Taking the advice of my friends, I created an account on Match.com and met a woman on-line. We set a date to meet. I was very excited.
But the day of the date, I received an email from her, explaining that she couldn’t go out with me. She would never go out with an ex-felon. The date was off.
If you have a criminal record, it’s a constant source of anxiety determining when―if at all―you admit to your past. This dilemma comes up in one’s social life, but also in one’s business life. If you’re seeking a job, do you let your prospective employer know about this when you first submit your resume? Wait until a face-to-face meeting? Or when you know you’re in serious contention for a job?
Mention it too early, you calculate, and you’ll never get a foot in the door. Wait too long and it appears that you’re hiding something.
Speaking from personal experience, there is no satisfactory way to address this recurring problem.
This acute source of pain is the rationale for our website, 70MillionJobs.com. We want to “take off the table” the issue of one’s criminal past. For job seekers, they can relax, knowing that companies advertising jobs on the site are fully aware of who may be applying for their jobs.

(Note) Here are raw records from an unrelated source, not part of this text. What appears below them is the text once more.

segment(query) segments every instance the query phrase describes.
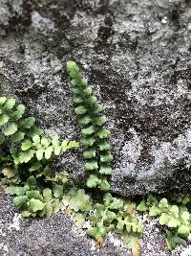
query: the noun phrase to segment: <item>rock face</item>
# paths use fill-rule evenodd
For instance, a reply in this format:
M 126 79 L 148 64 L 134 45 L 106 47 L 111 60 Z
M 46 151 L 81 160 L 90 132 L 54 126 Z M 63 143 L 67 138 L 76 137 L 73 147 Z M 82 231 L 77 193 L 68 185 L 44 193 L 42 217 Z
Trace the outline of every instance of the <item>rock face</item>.
M 77 61 L 104 105 L 113 191 L 124 196 L 190 187 L 190 52 L 189 0 L 0 1 L 0 94 L 25 104 L 48 135 L 79 139 L 65 69 Z M 83 180 L 80 153 L 55 168 Z M 141 256 L 181 255 L 166 252 L 160 231 L 146 225 Z M 0 191 L 0 255 L 128 256 L 120 243 L 96 250 L 64 213 L 23 220 Z
M 2 0 L 1 93 L 47 134 L 79 138 L 65 70 L 74 59 L 113 132 L 113 191 L 190 187 L 190 20 L 187 0 Z M 74 152 L 57 168 L 84 175 Z

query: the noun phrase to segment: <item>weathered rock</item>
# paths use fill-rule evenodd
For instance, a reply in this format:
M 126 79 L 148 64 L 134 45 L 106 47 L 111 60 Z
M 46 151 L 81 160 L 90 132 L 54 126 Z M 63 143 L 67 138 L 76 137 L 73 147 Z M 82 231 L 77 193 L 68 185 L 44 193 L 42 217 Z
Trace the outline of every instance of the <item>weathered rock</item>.
M 51 219 L 23 219 L 0 194 L 1 256 L 130 256 L 117 242 L 110 236 L 104 246 L 96 247 L 63 212 Z
M 1 0 L 0 93 L 23 102 L 48 135 L 79 139 L 65 70 L 74 59 L 113 132 L 113 191 L 190 187 L 190 20 L 189 0 Z M 54 166 L 83 180 L 80 153 L 64 154 Z M 18 215 L 2 194 L 1 255 L 129 255 L 111 240 L 92 250 L 93 241 L 64 213 L 20 218 L 16 230 Z M 156 223 L 148 223 L 142 244 L 142 256 L 183 251 L 166 252 Z
M 79 138 L 63 67 L 75 59 L 113 132 L 113 191 L 190 187 L 189 1 L 3 0 L 0 12 L 1 93 L 47 134 Z M 75 152 L 57 168 L 84 175 Z

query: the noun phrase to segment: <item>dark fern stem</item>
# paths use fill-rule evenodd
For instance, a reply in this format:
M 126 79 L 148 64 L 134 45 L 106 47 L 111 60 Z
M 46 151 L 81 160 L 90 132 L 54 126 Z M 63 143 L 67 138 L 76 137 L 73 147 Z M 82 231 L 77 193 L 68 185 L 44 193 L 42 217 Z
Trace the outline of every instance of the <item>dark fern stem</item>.
M 81 127 L 85 170 L 90 174 L 86 184 L 89 188 L 98 187 L 102 191 L 108 191 L 110 184 L 107 175 L 112 174 L 113 155 L 108 142 L 111 132 L 105 128 L 106 116 L 102 114 L 102 106 L 92 94 L 92 89 L 82 78 L 76 63 L 68 61 L 67 69 L 72 80 L 74 112 Z

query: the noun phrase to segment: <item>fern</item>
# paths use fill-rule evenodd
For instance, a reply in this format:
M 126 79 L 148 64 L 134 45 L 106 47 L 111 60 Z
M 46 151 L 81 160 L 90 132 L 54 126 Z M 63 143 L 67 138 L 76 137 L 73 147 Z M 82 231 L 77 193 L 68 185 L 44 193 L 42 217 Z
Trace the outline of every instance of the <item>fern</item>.
M 72 79 L 74 112 L 81 126 L 85 169 L 90 173 L 86 184 L 90 188 L 98 187 L 108 191 L 110 184 L 107 175 L 112 174 L 110 163 L 114 157 L 108 142 L 110 131 L 105 128 L 107 118 L 102 114 L 102 106 L 96 97 L 93 96 L 92 89 L 88 87 L 75 62 L 68 61 L 67 69 Z
M 79 147 L 75 141 L 45 137 L 43 130 L 35 127 L 35 119 L 25 118 L 24 114 L 25 106 L 17 105 L 15 99 L 0 97 L 0 144 L 9 141 L 11 145 L 10 152 L 0 156 L 0 173 L 8 179 L 15 175 L 25 175 L 26 179 L 32 173 L 38 177 L 46 175 L 54 155 Z

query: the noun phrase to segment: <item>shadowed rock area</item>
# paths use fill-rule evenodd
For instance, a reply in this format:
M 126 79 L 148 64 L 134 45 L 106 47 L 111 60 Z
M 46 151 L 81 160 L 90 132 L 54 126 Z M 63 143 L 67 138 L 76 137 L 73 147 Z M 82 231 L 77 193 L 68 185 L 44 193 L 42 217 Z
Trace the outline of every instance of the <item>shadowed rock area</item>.
M 3 0 L 0 12 L 1 93 L 47 134 L 79 138 L 65 70 L 74 59 L 113 132 L 113 191 L 190 186 L 189 1 Z M 57 168 L 84 176 L 80 155 Z
M 0 0 L 0 93 L 26 105 L 47 135 L 80 139 L 65 68 L 67 60 L 75 60 L 108 117 L 115 155 L 112 189 L 123 196 L 190 188 L 190 53 L 189 0 Z M 65 153 L 54 166 L 85 180 L 80 153 Z M 2 198 L 8 208 L 0 227 L 15 211 Z M 125 249 L 91 252 L 90 240 L 70 233 L 65 214 L 49 221 L 22 220 L 20 231 L 0 239 L 0 252 L 128 255 Z M 68 226 L 58 230 L 63 221 Z M 61 236 L 55 249 L 50 234 L 44 240 L 50 230 Z M 32 234 L 34 246 L 27 241 Z M 171 255 L 163 244 L 151 243 L 148 248 L 147 240 L 156 239 L 152 235 L 145 235 L 142 255 Z M 22 248 L 17 248 L 20 239 Z

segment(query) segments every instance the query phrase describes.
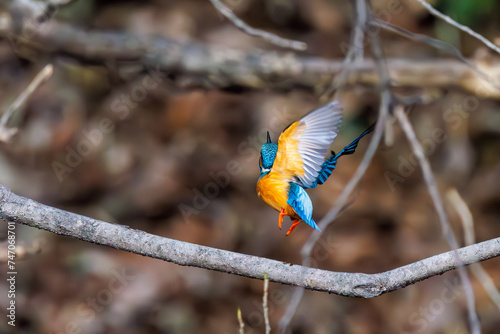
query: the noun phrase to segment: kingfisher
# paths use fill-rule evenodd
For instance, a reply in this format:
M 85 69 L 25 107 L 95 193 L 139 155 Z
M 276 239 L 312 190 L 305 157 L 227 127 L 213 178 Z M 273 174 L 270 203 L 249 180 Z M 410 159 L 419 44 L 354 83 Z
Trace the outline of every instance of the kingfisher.
M 331 156 L 325 160 L 342 123 L 341 112 L 342 107 L 337 101 L 310 111 L 283 130 L 278 144 L 271 141 L 267 132 L 267 143 L 260 150 L 257 195 L 279 211 L 280 229 L 284 216 L 293 219 L 286 235 L 290 235 L 301 221 L 320 231 L 312 218 L 313 205 L 305 189 L 325 183 L 337 160 L 343 155 L 353 154 L 360 139 L 375 127 L 372 124 L 338 154 L 331 151 Z

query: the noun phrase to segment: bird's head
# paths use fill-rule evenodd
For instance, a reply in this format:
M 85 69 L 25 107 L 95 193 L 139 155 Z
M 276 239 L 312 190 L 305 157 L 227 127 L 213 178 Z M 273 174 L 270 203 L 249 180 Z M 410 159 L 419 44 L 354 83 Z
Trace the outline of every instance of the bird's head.
M 267 133 L 267 143 L 262 145 L 260 149 L 259 168 L 260 175 L 264 176 L 271 171 L 276 153 L 278 152 L 278 145 L 271 142 L 271 136 Z

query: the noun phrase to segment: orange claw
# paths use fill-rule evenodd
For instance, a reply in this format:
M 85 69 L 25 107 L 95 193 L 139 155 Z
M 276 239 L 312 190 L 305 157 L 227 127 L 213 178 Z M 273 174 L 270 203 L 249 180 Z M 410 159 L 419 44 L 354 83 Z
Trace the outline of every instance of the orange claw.
M 284 208 L 281 208 L 281 211 L 280 211 L 280 216 L 278 218 L 278 226 L 281 230 L 281 224 L 283 223 L 283 217 L 286 216 L 285 215 L 285 209 Z
M 286 235 L 290 235 L 290 233 L 292 233 L 293 229 L 294 229 L 297 225 L 299 225 L 299 223 L 300 223 L 300 221 L 299 221 L 298 219 L 295 219 L 295 220 L 293 221 L 292 226 L 290 226 L 290 229 L 288 230 L 288 232 L 286 232 Z

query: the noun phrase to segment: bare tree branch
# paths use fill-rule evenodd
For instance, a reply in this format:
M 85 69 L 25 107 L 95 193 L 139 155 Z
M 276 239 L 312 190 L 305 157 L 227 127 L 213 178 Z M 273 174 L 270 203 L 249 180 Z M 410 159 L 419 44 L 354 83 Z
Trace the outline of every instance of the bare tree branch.
M 277 46 L 281 46 L 283 48 L 290 48 L 298 51 L 303 51 L 307 49 L 307 44 L 304 42 L 293 41 L 291 39 L 286 39 L 279 37 L 275 34 L 271 34 L 267 31 L 263 31 L 260 29 L 255 29 L 250 27 L 248 24 L 243 22 L 240 18 L 238 18 L 228 7 L 226 7 L 219 0 L 210 0 L 212 5 L 229 21 L 231 21 L 238 29 L 249 34 L 250 36 L 260 37 L 269 43 L 272 43 Z
M 424 181 L 427 185 L 427 189 L 429 190 L 429 195 L 432 198 L 432 202 L 434 203 L 434 207 L 436 208 L 437 214 L 439 216 L 439 222 L 441 223 L 441 229 L 443 231 L 443 236 L 450 245 L 452 249 L 452 254 L 455 260 L 460 264 L 461 259 L 456 252 L 458 249 L 458 243 L 453 234 L 453 230 L 451 229 L 450 222 L 448 221 L 448 216 L 446 215 L 446 211 L 444 210 L 443 200 L 441 195 L 439 194 L 439 190 L 437 188 L 436 180 L 434 179 L 434 174 L 432 173 L 431 166 L 429 160 L 425 157 L 424 149 L 422 145 L 417 139 L 415 135 L 415 131 L 408 120 L 408 116 L 404 112 L 404 108 L 401 106 L 396 107 L 396 118 L 398 119 L 401 128 L 406 134 L 408 141 L 412 147 L 413 153 L 417 157 L 418 163 L 422 170 L 422 174 L 424 177 Z M 469 325 L 471 327 L 471 331 L 474 334 L 481 333 L 481 325 L 479 324 L 479 318 L 476 313 L 476 305 L 475 305 L 475 297 L 474 291 L 472 290 L 472 286 L 470 284 L 469 276 L 465 269 L 460 265 L 458 268 L 458 275 L 460 276 L 460 280 L 462 281 L 462 285 L 464 286 L 465 295 L 467 297 L 467 309 L 469 315 Z
M 484 43 L 484 45 L 486 45 L 487 47 L 489 47 L 493 51 L 500 53 L 500 48 L 498 46 L 496 46 L 495 44 L 493 44 L 492 42 L 490 42 L 488 39 L 486 39 L 481 34 L 478 34 L 474 30 L 472 30 L 471 28 L 464 26 L 463 24 L 458 23 L 457 21 L 453 20 L 448 15 L 441 13 L 440 11 L 438 11 L 437 9 L 432 7 L 432 5 L 430 3 L 427 3 L 424 0 L 417 0 L 417 1 L 423 7 L 425 7 L 425 9 L 427 9 L 429 11 L 429 13 L 431 13 L 432 15 L 439 17 L 441 20 L 445 21 L 446 23 L 462 30 L 463 32 L 466 32 L 467 34 L 471 35 L 472 37 L 474 37 L 474 38 L 478 39 L 479 41 L 481 41 L 482 43 Z
M 476 241 L 474 235 L 474 219 L 472 218 L 472 213 L 470 212 L 467 203 L 458 193 L 457 189 L 453 188 L 446 193 L 446 198 L 455 207 L 455 210 L 460 215 L 462 220 L 462 226 L 464 228 L 465 234 L 465 244 L 472 245 Z M 490 275 L 483 269 L 479 263 L 474 263 L 471 265 L 470 270 L 476 276 L 476 278 L 481 282 L 484 290 L 490 297 L 493 304 L 500 310 L 500 292 L 498 292 L 495 283 L 491 279 Z
M 0 142 L 9 141 L 12 136 L 17 133 L 17 128 L 7 127 L 11 116 L 16 110 L 21 108 L 28 98 L 33 94 L 33 92 L 46 80 L 50 78 L 54 71 L 52 64 L 46 65 L 30 82 L 30 84 L 23 90 L 21 94 L 12 102 L 12 104 L 3 113 L 2 118 L 0 118 Z
M 102 64 L 109 59 L 125 64 L 136 61 L 177 76 L 176 82 L 183 88 L 240 87 L 287 91 L 301 87 L 321 91 L 330 86 L 332 76 L 344 68 L 343 61 L 337 60 L 181 43 L 121 32 L 84 31 L 54 21 L 44 23 L 30 36 L 16 34 L 13 29 L 0 30 L 0 36 L 13 34 L 10 38 L 19 47 L 72 55 Z M 460 87 L 477 96 L 500 99 L 499 90 L 460 61 L 387 59 L 387 65 L 392 83 L 398 87 Z M 485 63 L 481 68 L 500 82 L 500 65 Z M 211 79 L 210 85 L 207 85 L 206 78 Z M 379 77 L 375 62 L 366 59 L 352 64 L 346 82 L 350 85 L 377 85 Z
M 324 291 L 348 297 L 372 298 L 456 269 L 453 252 L 378 274 L 343 273 L 292 265 L 163 238 L 122 225 L 106 223 L 40 204 L 0 186 L 0 218 L 56 234 L 191 266 L 250 278 Z M 469 265 L 500 256 L 500 238 L 457 250 Z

Our long-term plans include serving the 70 million Americans with criminal records with other products or services that represent basic needs, like a housing site, banking services, and yes, even a dating site.
Nearly all of the many people I know who’ve served time are eager to get their life back on track, positively and legally. We aim to make this journey as productive as possible. They’ve done their time. Let them get on with life.